Just as the waning days of Bill Clinton’s presidency offered a vision of George W. Bush’s time in the Oval Office, Bush’s final months presaged the Obama years. Russia invaded Georgia in the summer of 2008, a sort of preview of coming attractions for the annexation of Crimea six years later. The debut of Sarah Palin on the national stage was, in retrospect, the first tremor of the populist earthquake that would only gather force. And the financial crisis that ended Bush’s presidency was the beginning of a renegotiation of the American social contract, in which the federal government played a larger role in the life of the nation.

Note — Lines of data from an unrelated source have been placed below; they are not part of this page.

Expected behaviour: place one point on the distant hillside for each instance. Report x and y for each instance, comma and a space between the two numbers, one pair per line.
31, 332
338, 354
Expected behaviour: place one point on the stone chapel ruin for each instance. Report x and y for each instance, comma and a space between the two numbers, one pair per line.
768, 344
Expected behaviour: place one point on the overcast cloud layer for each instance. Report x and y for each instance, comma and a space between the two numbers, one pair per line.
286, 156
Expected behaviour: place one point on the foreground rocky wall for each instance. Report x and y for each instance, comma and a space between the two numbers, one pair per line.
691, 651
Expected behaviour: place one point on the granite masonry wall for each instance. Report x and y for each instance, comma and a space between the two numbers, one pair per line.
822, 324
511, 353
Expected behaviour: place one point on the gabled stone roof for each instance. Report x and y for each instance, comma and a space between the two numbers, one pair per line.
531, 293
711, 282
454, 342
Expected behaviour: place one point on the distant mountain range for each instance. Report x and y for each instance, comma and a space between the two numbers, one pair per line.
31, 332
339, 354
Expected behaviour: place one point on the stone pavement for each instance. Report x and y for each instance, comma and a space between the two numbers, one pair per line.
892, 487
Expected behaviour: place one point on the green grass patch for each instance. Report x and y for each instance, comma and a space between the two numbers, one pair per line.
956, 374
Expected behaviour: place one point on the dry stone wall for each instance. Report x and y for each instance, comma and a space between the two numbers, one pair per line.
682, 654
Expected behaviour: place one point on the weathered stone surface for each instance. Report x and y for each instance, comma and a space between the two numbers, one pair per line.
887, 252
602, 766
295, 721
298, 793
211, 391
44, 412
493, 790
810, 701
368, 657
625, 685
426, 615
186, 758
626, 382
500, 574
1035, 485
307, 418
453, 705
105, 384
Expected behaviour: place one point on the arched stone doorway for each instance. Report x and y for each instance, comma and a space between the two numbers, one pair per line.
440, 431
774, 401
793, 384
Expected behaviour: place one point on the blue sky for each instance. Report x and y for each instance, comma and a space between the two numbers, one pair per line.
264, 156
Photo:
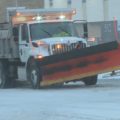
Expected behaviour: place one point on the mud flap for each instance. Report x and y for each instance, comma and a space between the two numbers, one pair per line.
81, 63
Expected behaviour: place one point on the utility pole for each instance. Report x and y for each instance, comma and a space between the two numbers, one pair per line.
16, 3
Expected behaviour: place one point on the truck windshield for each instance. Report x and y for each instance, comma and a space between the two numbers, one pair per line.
56, 29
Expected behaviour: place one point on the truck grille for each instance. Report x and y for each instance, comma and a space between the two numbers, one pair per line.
62, 48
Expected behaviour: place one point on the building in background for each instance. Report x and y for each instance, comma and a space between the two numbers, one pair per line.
14, 3
90, 10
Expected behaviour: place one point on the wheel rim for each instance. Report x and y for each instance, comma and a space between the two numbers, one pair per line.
34, 77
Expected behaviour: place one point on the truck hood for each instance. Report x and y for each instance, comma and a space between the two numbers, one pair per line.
57, 40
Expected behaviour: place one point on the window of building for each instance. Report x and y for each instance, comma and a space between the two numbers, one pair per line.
51, 3
69, 2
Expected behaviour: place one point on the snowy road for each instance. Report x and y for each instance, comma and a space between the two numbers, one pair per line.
73, 102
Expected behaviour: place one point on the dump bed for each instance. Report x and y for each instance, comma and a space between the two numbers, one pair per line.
8, 47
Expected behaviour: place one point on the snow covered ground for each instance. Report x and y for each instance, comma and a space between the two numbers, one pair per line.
71, 102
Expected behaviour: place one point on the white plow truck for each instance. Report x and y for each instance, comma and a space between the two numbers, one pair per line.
32, 35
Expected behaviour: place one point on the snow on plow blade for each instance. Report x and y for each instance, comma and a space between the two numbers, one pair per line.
81, 63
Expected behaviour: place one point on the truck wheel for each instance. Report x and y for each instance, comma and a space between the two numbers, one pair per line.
4, 81
34, 75
90, 80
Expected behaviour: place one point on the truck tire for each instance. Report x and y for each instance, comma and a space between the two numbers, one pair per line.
4, 79
33, 74
90, 80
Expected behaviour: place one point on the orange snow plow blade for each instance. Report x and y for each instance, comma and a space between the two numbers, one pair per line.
79, 64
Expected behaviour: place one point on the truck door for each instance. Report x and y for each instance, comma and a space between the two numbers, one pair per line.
24, 45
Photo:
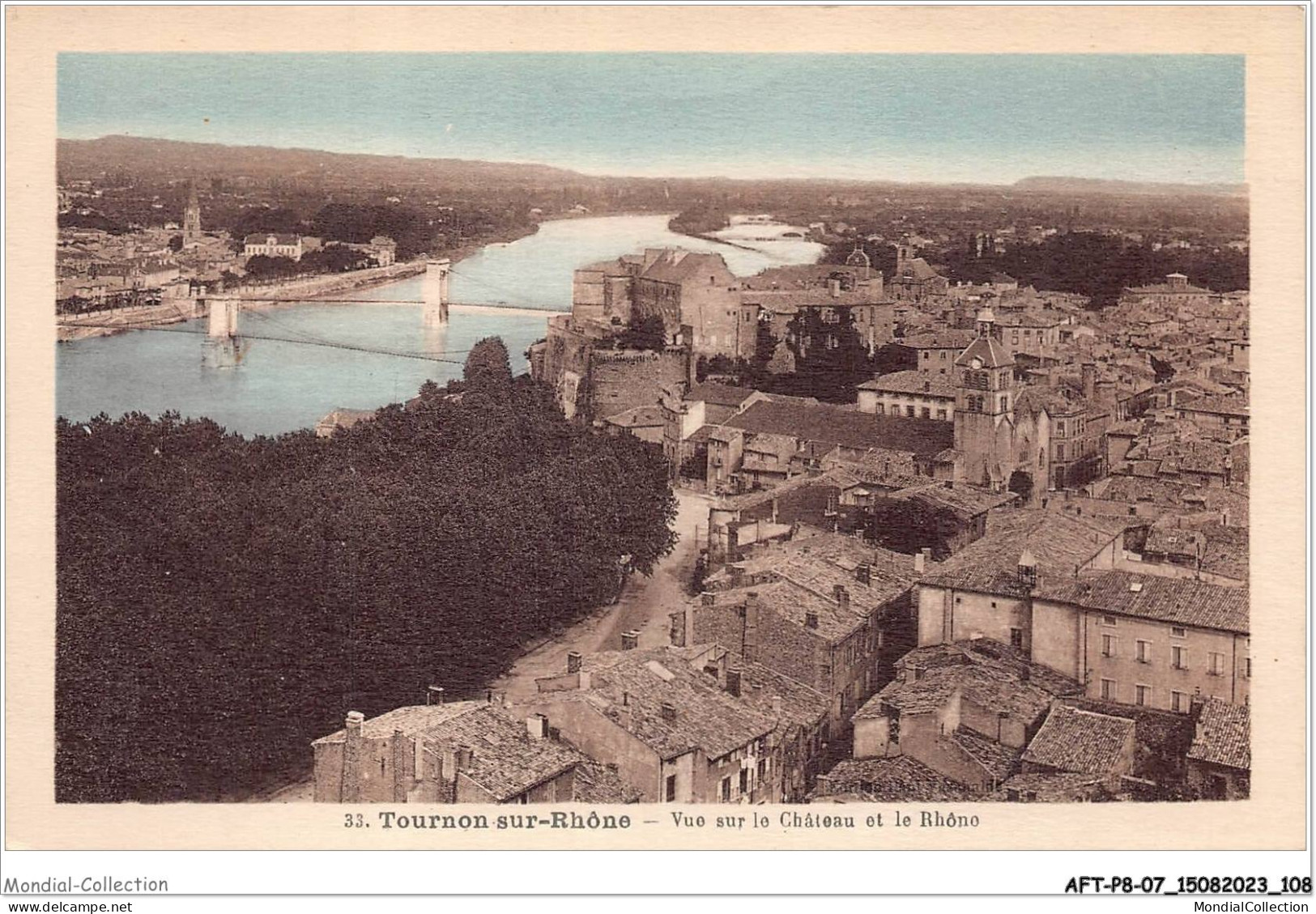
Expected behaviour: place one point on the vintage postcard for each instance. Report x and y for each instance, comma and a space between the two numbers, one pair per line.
783, 436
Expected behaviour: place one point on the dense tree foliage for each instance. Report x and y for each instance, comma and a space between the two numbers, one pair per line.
328, 259
357, 223
831, 360
905, 526
488, 364
701, 219
223, 602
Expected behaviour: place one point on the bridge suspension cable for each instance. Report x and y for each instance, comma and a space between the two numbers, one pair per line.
326, 343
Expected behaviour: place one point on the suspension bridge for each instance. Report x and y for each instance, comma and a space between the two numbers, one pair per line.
224, 345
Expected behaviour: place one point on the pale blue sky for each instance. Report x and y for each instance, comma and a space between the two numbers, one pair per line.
884, 117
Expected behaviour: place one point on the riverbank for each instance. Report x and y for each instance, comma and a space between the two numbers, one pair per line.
120, 320
266, 295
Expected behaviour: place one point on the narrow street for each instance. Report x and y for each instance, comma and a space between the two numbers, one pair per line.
644, 606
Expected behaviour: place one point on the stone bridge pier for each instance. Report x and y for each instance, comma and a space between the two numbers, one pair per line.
435, 290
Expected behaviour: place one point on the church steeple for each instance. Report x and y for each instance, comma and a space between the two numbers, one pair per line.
191, 216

This liberal Democratic resurgence is one of the most important stories of recent years. The Weekly Standard has spent much of the Obama administration on the defensive, opposing the president’s stimulus, health care, and immigration bills, and the bulk of his foreign policy. And though the magazine took a positive view of Palin and the Tea Party, its editors somewhat differ on the latest iteration of conservative populism in the person of Donald Trump.

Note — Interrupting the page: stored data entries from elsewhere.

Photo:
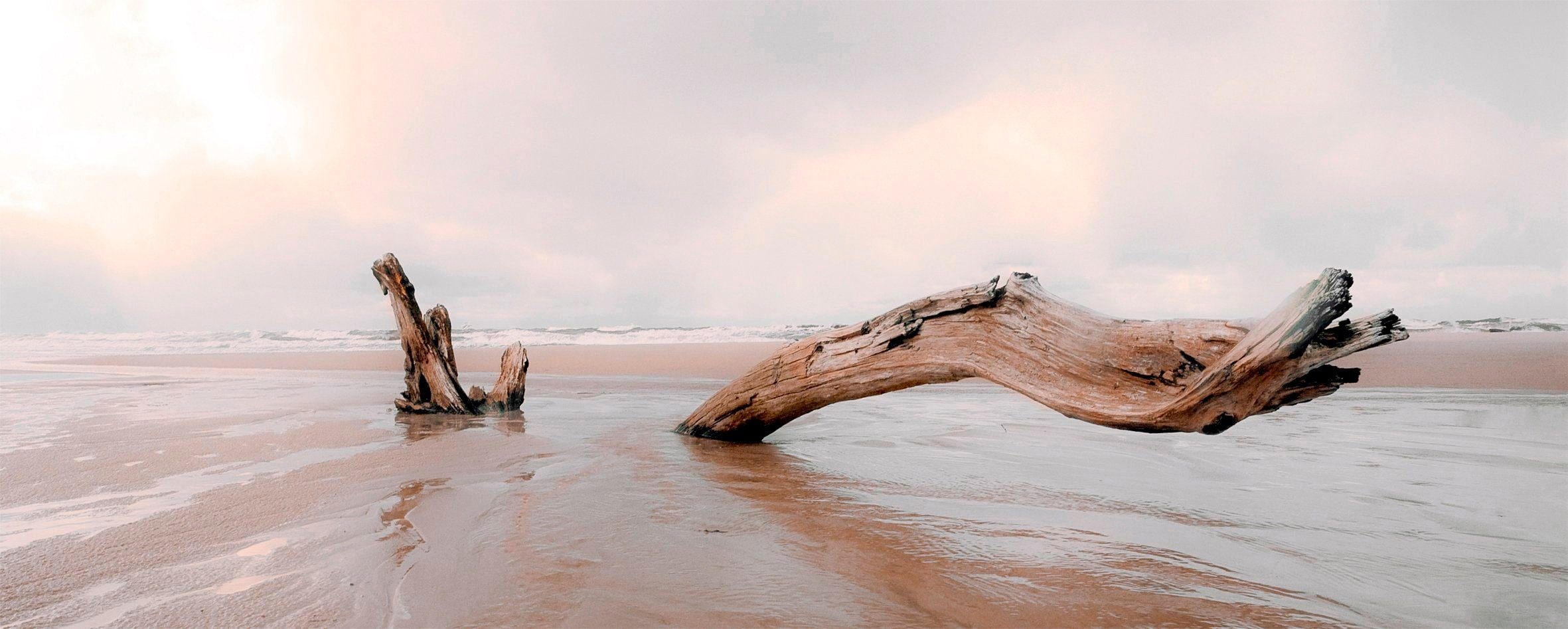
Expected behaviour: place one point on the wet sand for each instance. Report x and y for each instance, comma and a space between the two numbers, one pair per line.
168, 492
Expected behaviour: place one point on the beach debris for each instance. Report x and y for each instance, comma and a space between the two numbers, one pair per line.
1156, 377
429, 366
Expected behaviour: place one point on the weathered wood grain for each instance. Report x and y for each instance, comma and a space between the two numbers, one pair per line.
1154, 377
430, 367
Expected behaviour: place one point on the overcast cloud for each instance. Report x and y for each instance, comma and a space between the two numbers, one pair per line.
228, 167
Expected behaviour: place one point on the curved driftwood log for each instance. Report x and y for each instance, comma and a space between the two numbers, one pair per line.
430, 372
1153, 377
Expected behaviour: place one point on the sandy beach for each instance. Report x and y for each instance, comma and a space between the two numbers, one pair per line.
283, 490
1532, 361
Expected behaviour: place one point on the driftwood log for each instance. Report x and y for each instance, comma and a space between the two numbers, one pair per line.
430, 372
1153, 377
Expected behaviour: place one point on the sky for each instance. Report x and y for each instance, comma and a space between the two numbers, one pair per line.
201, 167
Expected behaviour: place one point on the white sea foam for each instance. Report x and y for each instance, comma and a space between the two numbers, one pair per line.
84, 344
1488, 325
245, 341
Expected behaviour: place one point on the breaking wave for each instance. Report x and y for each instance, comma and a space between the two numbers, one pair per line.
84, 344
79, 344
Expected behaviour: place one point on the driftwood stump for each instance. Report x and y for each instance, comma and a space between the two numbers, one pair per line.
1153, 377
430, 372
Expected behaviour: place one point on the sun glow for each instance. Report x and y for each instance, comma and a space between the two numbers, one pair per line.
127, 88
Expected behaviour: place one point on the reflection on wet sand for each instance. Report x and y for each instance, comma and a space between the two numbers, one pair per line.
917, 561
421, 426
932, 507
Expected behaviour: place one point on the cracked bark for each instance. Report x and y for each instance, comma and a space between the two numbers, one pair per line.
1154, 377
430, 372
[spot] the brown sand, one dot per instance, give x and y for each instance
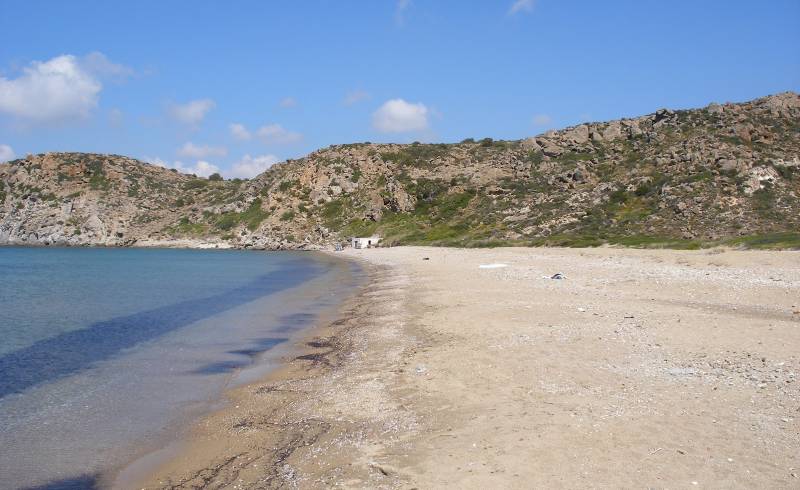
(641, 369)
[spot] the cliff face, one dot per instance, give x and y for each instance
(715, 173)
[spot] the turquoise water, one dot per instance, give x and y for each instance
(105, 353)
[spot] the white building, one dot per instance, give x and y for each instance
(364, 242)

Meanwhile, The Weekly Standard has become a home for so-called reform conservatism. In 2005 the magazine published Ross Douthat and Reihan Salam on the party of Sam’s Club. Yuval Levin’s “Putting Families First” ran the following year. Salam, Levin, Adam White, and other scholars and journalists associated with this movement continue to publish here. The Standard also identified a rising generation of Republican leaders, from its “Young Guns” cover of Paul Ryan, Kevin McCarthy, and Eric Cantor in 2007 (well, two out of three ain’t bad), to its trendsetting profiles of Palin, Marco Rubio, Tom Cotton, and Joni Ernst.
These new faces underscore the fact that in recent years the magazine witnessed a generational change. Starting around 2008, major figures in the history of American conservatism and neoconservatism began to leave the scene. More contemporary intellectuals and writers, such as Christopher Hitchens, Dean Barnett, Andrew Breitbart, and other dear friends, departed ahead of their time. The last decade has been a period of transition, not only politically but also demographically.
What comes next? As Fred Barnes has written many times, the future is never a straight-line projection of the present. But it is clear nevertheless that President Obama’s successor will have to respond to the wars in Syria and Iraq as well as to Iranian, Russian, Chinese, and North Korean belligerence. Those problems are not going to disappear. Nor will the rising murder rate in some of our major cities, nor the opioid and heroin addiction spread throughout the country, nor the shambolic welfare state.
No doubt The Weekly Standard will spend its next 1,000 issues applying its rigorous moral code to all of these dilemmas. No doubt, too, those issues will include the same political and cultural reportage, commentary, and humor that readers have come to expect—along with an anagram of Leo Strauss hidden in every article.
Matthew Continetti is editor in chief of the Washington Free Beacon and a contributing editor to The Weekly Standard. He worked at the magazine in a variety of editorial jobs from 2003-2011.